Home Oxygen Therapy and Cigarette Smoking: a Dangerous Practice: Patients are told not to smoke, but recent surveys show the percentage of home oxygen users still smoking to be between 14 and 51%. The use of a less combustible material for cannula tubing and a more efficient oxygen delivery system may reduce the incidence of such burns. Another suggestion would be labelling the oxygen cylinders with large stickers emphasizing the danger of smoking in the presence of oxygen.

Got a match? Home oxygen therapy in current smokers  Fortunately, at least 30% of patients meeting the criteria for domiciliary oxygen after 1 month of apparent stability no longer met the same criteria after an additional 3 months of observation

Smoking and Home Oxygen: Doubling the Danger There is no safe way to smoke when using home oxygen. Until patients quit, they can practice safer smoking. Should an individual need to smoke, it’s important to first turn off the tank, and wait 10 full minutes before going outside to smoke. This practice should decrease the amount of oxygen in the home and on the person. The best way for patients to protect themselves, their families, neighbors, and emergency responders is to quit smoking.

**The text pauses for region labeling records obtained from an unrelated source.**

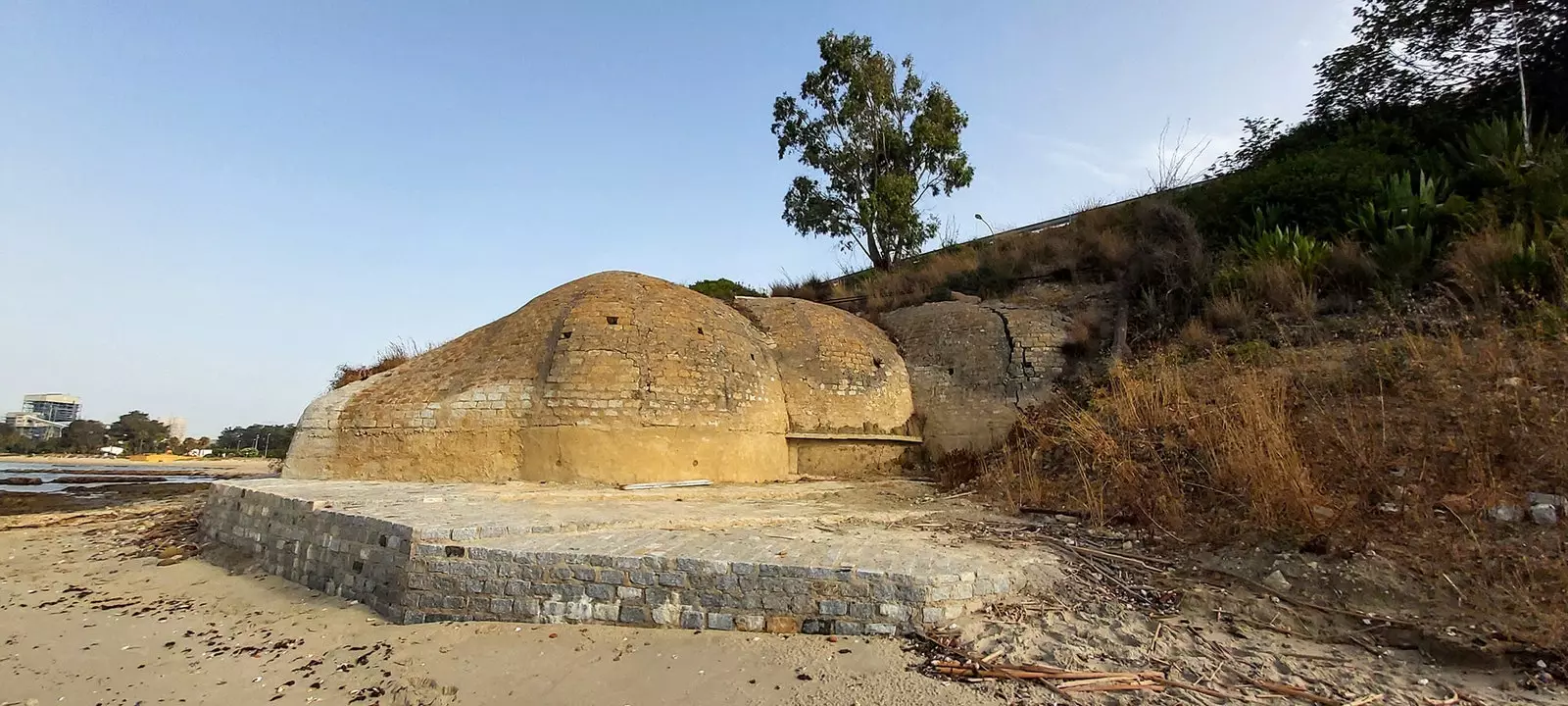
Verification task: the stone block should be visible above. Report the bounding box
[593,602,621,623]
[614,585,643,602]
[763,615,800,633]
[653,604,680,626]
[617,606,653,625]
[800,618,833,635]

Home oxygen therapy. Adjunct or risk factor? 27 patients were admitted to a burns unit as a result of burns sustained while using oxygen therapy over 10 years, 25% were had terminal illnesses and ‘many’ were receiving hospice care. 24 were smoking, 2 were lighting pilot lights, 1 was lighting wife’s cigarette. 4 (15%) Died

Palliative care in chronic obstructive pulmonary disease: a review for clinicians.

One response to “Smoking, oxygen and COPD

  1. Some would argue this should be denied, however I find the idea abhorrent. Denying oxygen to humans is like denying water to a fish and when we start rationing treatment and decide who is deserving or not then we devalue the worth of a person and society. We don’t have easy answers to many concerns raised in NHS and peoples lifestyles, however we should also not become judge or jury either. The code of ethics Doctors sign is to ’cause no harm’ and that should be adhered too. In rapidly judgemental society the smoker is becoming a leper colony, there are many things we take part of in life taking dangerous risks like jumping off buildings ,cliffs, drinking in excess, or driving dangerously, and shooting for kicks, are we going to deny these too? What we should is keep the NHS free at point of use Universal care is one thing this country should be proud of.